Ржевитяне у Шишкова есть еще. Вот Сергей Онуфриевич Сухожилин, «по хлопотам княгини Хилковой, проживавшей во Ржеве, был произведен в офицерский чин и назначен ржевским воеводой». От народа получил прозвище Таракан. И вот за что. После пожара города представил Сухожилин Екатерине рапорт, что половина Ржева выгорела дотла, а из второй половины лезут в поле тараканы. Знак дурной. И просит воевода разрешения у правительствующего сената запалить оставшуюся половину, «дабы не загорелся город не вовремя и пожитки бы все не пожрал пламень».
Читая рапорт, Екатерина Алексеевна (Шишков свидетель) сначала грустно улыбнулась, потом рассмеялась, потом захохотала. Ну, а когда помрачнела, написала золотым карандашиком: «Половина города сгорела, велеть жителям строиться. А впредь тебе, воеводе, не врать и другой половины города не зажигать.
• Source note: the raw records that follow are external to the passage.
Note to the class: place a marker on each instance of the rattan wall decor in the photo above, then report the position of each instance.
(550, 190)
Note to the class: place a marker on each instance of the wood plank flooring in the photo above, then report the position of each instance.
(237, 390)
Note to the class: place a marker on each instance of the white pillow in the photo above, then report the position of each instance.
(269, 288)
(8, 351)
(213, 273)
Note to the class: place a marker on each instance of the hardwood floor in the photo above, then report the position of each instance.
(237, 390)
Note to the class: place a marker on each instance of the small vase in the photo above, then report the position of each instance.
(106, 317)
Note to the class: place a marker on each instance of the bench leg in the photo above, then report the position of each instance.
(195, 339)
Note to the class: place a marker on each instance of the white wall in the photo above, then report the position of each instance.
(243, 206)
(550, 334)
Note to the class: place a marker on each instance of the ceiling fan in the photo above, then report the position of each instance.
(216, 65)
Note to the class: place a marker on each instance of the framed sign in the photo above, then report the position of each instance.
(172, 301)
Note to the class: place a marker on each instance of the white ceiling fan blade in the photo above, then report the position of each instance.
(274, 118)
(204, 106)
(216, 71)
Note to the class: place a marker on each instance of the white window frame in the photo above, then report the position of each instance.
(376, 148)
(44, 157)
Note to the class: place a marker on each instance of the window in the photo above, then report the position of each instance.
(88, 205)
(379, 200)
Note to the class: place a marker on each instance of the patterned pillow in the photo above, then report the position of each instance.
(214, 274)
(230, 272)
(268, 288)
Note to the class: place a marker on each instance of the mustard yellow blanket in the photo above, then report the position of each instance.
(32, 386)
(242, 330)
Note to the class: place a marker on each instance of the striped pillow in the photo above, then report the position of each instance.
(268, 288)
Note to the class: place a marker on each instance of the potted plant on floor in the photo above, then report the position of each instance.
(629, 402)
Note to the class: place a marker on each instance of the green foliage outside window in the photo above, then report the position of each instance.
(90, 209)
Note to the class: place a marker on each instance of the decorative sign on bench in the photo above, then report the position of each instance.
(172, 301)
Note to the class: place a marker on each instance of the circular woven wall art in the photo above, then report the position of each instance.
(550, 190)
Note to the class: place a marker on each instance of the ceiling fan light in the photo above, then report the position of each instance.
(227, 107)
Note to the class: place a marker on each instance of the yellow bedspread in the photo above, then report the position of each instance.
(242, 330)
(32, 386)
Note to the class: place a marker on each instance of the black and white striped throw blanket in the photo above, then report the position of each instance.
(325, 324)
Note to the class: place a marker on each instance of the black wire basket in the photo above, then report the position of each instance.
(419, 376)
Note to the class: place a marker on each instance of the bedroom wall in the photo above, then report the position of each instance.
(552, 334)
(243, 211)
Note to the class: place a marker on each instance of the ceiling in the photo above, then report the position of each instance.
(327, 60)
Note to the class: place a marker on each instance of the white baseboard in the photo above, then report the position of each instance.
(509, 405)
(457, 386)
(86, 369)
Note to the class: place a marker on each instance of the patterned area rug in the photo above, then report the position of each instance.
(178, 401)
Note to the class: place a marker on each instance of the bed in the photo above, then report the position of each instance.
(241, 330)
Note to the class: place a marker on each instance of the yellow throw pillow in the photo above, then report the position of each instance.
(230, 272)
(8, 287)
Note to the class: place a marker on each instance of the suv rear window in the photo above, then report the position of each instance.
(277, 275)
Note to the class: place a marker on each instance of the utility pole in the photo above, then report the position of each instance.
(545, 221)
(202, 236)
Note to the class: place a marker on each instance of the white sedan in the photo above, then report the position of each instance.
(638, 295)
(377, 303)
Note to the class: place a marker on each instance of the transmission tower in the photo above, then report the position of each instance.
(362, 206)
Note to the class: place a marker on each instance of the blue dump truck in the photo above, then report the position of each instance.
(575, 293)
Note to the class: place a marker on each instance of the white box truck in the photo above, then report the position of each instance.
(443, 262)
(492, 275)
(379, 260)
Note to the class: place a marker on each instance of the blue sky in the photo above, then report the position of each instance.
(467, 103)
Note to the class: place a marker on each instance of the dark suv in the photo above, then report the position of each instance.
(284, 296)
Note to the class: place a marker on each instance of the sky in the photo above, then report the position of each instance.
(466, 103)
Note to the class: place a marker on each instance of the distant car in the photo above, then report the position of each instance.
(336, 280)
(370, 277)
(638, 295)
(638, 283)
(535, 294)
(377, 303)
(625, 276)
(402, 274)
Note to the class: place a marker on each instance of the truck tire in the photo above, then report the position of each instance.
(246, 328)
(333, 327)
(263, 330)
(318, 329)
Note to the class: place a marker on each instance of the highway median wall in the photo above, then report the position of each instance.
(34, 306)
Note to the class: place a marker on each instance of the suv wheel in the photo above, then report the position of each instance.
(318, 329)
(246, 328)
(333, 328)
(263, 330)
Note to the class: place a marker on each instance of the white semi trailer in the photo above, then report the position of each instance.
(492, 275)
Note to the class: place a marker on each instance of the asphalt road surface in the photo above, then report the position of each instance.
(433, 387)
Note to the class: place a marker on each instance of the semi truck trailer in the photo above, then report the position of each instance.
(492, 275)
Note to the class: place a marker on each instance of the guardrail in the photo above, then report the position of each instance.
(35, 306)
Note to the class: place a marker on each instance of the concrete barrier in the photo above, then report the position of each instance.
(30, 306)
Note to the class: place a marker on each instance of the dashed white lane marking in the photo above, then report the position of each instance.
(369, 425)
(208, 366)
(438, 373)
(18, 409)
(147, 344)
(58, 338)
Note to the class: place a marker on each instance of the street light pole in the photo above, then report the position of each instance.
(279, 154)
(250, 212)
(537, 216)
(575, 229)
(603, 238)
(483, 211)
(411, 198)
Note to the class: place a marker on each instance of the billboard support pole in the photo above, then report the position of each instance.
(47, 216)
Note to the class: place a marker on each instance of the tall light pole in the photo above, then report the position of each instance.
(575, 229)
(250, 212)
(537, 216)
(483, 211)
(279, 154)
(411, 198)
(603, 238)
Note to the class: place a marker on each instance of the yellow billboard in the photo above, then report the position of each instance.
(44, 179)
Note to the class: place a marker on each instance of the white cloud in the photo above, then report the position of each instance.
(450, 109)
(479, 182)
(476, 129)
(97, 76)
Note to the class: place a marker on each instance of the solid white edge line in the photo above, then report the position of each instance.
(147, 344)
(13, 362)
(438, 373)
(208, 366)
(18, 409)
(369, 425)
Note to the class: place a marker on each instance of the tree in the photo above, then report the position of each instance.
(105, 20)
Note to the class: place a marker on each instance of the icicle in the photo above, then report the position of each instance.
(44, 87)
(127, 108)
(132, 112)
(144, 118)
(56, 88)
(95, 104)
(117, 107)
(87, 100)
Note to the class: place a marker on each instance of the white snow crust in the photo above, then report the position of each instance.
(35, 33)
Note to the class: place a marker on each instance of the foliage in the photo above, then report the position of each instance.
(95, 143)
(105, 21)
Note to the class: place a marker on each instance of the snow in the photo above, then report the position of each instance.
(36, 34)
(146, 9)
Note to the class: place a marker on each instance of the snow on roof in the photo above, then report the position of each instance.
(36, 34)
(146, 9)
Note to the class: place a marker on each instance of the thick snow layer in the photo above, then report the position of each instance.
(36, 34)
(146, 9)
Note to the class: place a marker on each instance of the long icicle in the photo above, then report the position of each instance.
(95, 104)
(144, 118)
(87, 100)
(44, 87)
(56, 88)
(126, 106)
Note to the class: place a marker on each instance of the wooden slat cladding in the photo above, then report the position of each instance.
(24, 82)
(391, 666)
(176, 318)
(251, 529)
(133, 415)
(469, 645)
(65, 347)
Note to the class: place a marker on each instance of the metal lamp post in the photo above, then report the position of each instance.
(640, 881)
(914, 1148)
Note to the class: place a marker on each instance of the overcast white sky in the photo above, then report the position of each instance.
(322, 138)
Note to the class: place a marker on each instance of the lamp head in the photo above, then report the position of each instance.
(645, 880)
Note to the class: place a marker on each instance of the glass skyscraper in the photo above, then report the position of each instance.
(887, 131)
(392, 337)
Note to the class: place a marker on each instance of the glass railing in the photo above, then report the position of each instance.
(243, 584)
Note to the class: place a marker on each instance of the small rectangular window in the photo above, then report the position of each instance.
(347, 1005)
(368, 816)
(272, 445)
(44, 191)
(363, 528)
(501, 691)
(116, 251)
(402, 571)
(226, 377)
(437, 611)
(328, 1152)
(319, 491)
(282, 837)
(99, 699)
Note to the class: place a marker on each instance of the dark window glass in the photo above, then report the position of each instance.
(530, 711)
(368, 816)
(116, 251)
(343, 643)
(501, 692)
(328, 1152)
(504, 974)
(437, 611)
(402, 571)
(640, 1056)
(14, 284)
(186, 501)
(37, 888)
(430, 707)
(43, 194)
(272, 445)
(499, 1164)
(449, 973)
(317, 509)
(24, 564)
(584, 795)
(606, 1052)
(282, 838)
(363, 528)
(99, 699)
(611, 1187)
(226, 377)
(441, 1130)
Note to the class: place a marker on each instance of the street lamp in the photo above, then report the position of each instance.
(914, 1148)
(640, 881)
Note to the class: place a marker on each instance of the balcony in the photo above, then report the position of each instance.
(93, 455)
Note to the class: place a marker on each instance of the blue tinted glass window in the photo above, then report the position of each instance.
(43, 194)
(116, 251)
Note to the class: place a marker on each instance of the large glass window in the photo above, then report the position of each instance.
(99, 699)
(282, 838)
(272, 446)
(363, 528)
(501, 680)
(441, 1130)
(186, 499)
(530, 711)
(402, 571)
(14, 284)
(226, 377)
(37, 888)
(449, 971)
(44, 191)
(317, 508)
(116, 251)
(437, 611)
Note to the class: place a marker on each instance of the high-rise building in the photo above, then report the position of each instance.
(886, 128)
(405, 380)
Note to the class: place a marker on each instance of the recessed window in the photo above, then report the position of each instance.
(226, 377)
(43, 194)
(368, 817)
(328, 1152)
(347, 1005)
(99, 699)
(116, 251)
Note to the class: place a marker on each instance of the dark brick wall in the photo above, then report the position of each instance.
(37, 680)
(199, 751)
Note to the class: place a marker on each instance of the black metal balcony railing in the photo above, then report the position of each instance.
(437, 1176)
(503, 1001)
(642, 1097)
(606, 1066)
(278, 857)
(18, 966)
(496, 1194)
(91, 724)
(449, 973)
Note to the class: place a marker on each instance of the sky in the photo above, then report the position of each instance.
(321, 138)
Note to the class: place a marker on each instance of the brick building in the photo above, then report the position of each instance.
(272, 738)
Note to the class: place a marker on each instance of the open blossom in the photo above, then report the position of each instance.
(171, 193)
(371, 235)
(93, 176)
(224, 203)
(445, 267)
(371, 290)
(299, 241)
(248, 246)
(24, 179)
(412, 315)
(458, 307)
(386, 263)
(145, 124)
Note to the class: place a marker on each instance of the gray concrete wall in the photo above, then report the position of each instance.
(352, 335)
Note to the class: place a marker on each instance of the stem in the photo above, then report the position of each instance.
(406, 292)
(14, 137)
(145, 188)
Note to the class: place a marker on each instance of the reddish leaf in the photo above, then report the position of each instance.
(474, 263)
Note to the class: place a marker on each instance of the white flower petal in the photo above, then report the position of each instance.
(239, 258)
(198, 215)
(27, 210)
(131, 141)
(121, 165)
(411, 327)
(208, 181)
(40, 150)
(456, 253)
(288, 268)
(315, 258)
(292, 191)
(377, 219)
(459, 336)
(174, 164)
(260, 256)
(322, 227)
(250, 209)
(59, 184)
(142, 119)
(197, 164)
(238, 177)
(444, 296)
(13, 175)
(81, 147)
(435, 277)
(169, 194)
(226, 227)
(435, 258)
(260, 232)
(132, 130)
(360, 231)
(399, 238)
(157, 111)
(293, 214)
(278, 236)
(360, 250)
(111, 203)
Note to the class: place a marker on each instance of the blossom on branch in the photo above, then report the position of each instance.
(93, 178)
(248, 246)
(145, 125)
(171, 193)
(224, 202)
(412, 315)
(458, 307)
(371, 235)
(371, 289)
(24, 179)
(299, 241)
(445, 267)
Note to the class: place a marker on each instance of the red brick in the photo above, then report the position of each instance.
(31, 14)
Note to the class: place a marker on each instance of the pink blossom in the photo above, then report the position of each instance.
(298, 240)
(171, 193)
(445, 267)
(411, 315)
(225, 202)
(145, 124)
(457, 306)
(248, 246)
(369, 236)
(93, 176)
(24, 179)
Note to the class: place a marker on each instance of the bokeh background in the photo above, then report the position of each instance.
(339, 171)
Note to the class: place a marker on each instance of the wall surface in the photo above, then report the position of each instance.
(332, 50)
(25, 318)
Тараканам и старым людям не верить, а дожидаться воли божией».
Насколько красивей легенда о том, будто царица играла в шахматы (хорошо бы с самим Вольтером — по переписке), и в это время ржевский посланник вошел спросить, как город отстраивать. Екатерина на доску указала, мол, так строй. И стал Ржев квадратно-квартальным. Нет же, беспощадный соцреализм требует, чтобы «волосы всклокочены, борода лохмата, глаза бараньи, губы толстые».
Даже если есть в героях Шишкова проблески доброты, как у ржевского купца Абросима Силыча Твердозадова, хозяина канатной фабрики, пожертвовавшего кирпичную церковь старообрядцам, все равно требуется, чтобы он «был груб, суров и на руку дюже дерзок».
К землякам можно отнести и каторжника Хлопушу, Афанасия Тимофеевича Соколова (1714 — 1774), крепостного крестьянина тверской архиерейской вотчины (его сыграл на Таганке Высоцкий в «Пугачеве», по есенинско-любимовскому сценарию).
Простор художественного вымысла у В. Шишкова бескрайний. Долгополову он устраивает встречу не только с Терентием Ивановичем Волосковым, что, в общем-то, логично и неудивительно, но и с самим Суворовым. Вот диалог нашего купца с будущим генералиссимусом.
— Ну что ж, — сказал Суворов, — у меня тысяча да вас трое, авось схватим молодца (Пугачева)! А ты кто? — ткнул он пальцем в Долгополова.
— Казак, ваше превосходительство.
— Да уж, полно, казак ли? Не пономарь ли беглый?
— Казак… Яицкий казак, — промямлил Долгополов.
— С ружья палить можешь? Саблей можешь? Пикой можешь?
— М-м-могу, — страшась, как бы генерал не учинил ему проверку, едва слышно вымолвил Долгополов и закатил глаза.
— Как во фрунте стоишь?! — резко крикнул Суворов. — Пятки вместе, носки врозь!